Dari kesemua pelabuhan yang saya singgahi, hanya pelabuhan Banggai yang paling berkesan bagi saya. Banyak melihat macam-macam keributan antara selama penumpang naik kapal maupun turun dari kapal. Penumpang terlihat membludag di pelabuhan ini, karena penduduk di Banggai banyak yang merantau ke Makassar maka kapal tujuan Makassar pasti selalu penuh. Banyak insiden terjadi karena antara penumpang yang turun dan naik tidak ada yang mau mengalah lebih dahulu. Sehingga banyak penumpang yang akan naik dorong mendorong untuk bisa masuk ke dalam kapal, sedangkan penumpang yang akan turun sudah terlanjur terhimpit di tengah tangga bersama barang bawaan mereka.
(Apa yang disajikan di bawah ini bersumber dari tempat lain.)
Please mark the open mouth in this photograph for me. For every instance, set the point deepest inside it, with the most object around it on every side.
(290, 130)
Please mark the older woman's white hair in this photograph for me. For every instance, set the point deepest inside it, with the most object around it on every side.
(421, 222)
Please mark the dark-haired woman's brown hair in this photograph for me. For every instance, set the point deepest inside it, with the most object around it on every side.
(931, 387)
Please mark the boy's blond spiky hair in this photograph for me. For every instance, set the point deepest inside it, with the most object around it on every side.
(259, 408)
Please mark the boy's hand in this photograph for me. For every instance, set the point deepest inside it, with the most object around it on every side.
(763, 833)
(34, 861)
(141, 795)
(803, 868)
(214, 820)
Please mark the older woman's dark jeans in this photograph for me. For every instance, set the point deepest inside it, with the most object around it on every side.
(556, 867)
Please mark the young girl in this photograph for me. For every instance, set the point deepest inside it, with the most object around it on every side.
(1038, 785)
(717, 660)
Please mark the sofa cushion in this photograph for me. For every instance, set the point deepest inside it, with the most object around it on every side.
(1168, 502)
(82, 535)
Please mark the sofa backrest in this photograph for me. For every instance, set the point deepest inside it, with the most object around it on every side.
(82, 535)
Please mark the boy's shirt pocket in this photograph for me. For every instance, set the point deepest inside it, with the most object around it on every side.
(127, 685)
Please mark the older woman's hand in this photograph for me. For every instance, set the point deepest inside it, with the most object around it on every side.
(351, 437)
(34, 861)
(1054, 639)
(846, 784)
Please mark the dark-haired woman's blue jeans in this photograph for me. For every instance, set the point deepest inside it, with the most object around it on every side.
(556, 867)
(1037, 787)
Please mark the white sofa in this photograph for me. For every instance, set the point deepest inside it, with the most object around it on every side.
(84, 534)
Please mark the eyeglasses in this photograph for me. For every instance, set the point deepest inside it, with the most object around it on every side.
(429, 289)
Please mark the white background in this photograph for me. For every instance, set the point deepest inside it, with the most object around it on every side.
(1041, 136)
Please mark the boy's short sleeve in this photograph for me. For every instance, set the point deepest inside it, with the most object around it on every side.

Banyak sekali terlihat anak-anak dan orang tua yang merintih kesakitan akibat terhimpit kanan-kiri. Banyak insiden yang hampir mengakibatkan orang tercebur di laut. Mulai dari kejadian tangga penghubung kapal terlepas, sehingga penumpang yang panik langsung melompat masuk ke kapal, ada juga yang memanjat tangga penghubung sampai dinding kapal yang dianggapnya seperti pohon. Selain tontonan yang sangat menegangkan, ada tontonan menghibur selama di Banggai, yaitu atraksi para penggamen lautan….
to be continued…
saya orang Banggai,saya sangat menyukai blog anda,terima kasih sudah berbagi informasinya.
Salam kenal. Turut senang ada orang asli Banggai yang melihat blog saya juga :)
Semoga bisa membuat orang lain mengenal sudut-sudut kota Anda.